Insoo Hyun is the Director of Research Ethics and a faculty member of the Center for Bioethics and senior lecturer on Global Health and Social Medicine at Harvard Medical School. He also serves as the Inaugural Director of the Center for Life Sciences and Public Learning at Boston's Museum of Science. As a Fulbright Scholar and Hastings Center Fellow, Hyun's interests include ethical and policy issues in stem cell research and new biotechnologies.

==Early life and education==
Insoo Hyun grew up in Hollister, California and graduated from San Benito High School in 1988.
Hyun received his B.A. and M.A. in philosophy with honors in ethics in society from Stanford University and his Ph.D. in philosophy from Brown University.

For 21 years, Hyun has been married to Leneigh White, the owner and director of Strongsville Family Counseling. The couple started dating in high school, when he was drum major in the marching band and she was also in the band. He played the saxophone, and she played the flute. “I was two years older than her. I ended up talking with her a lot because I would stand right in front of her during practice.”

== Professional Experience ==
He was awarded a Fulbright Award to study the ethical, legal, and cultural implications of human cloning in South Korea in 2005. A year later, he chaired the Human Biological Materials Procurement subcommittee of the International Society for Stem Cell Research. He was also the chair of ISSCR's Ethics and Public Policy Committee, and co-chair for the organization's Task Force on Guidelines for the Clinical Translation of stem cells. Recently, he served on the Task Force that revised the 2016 ISSCR Guidelines for Stem Cell Research and Clinical Translation.

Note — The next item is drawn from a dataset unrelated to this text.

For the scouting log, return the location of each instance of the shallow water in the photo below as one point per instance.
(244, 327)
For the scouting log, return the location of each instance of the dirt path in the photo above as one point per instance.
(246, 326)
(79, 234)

He has been interviewed frequently on National Public Radio and has served on national commissions for the Institute of Medicine and the National Academy of Sciences in Washington D.C. Hyun is a regular contributor to Nature, Science, Cell Stem Cell, The Hastings Center Report, among many other journals. He was recently named one of Cleveland’s Most Interesting People of 2019

==Publications and Professional Work==
Currently, Hyun is the Principal Investigator of a BRAIN Initiative-funded project exploring the ethical issues surrounding human brain organoid research, in collaboration with leading scientists at Harvard and Stanford. He is also a Co-Principal Investigator, along with colleagues at the Hastings Center, of an NIH grant identifying ways to improve the oversight of stem cell-based human-animal chimera research.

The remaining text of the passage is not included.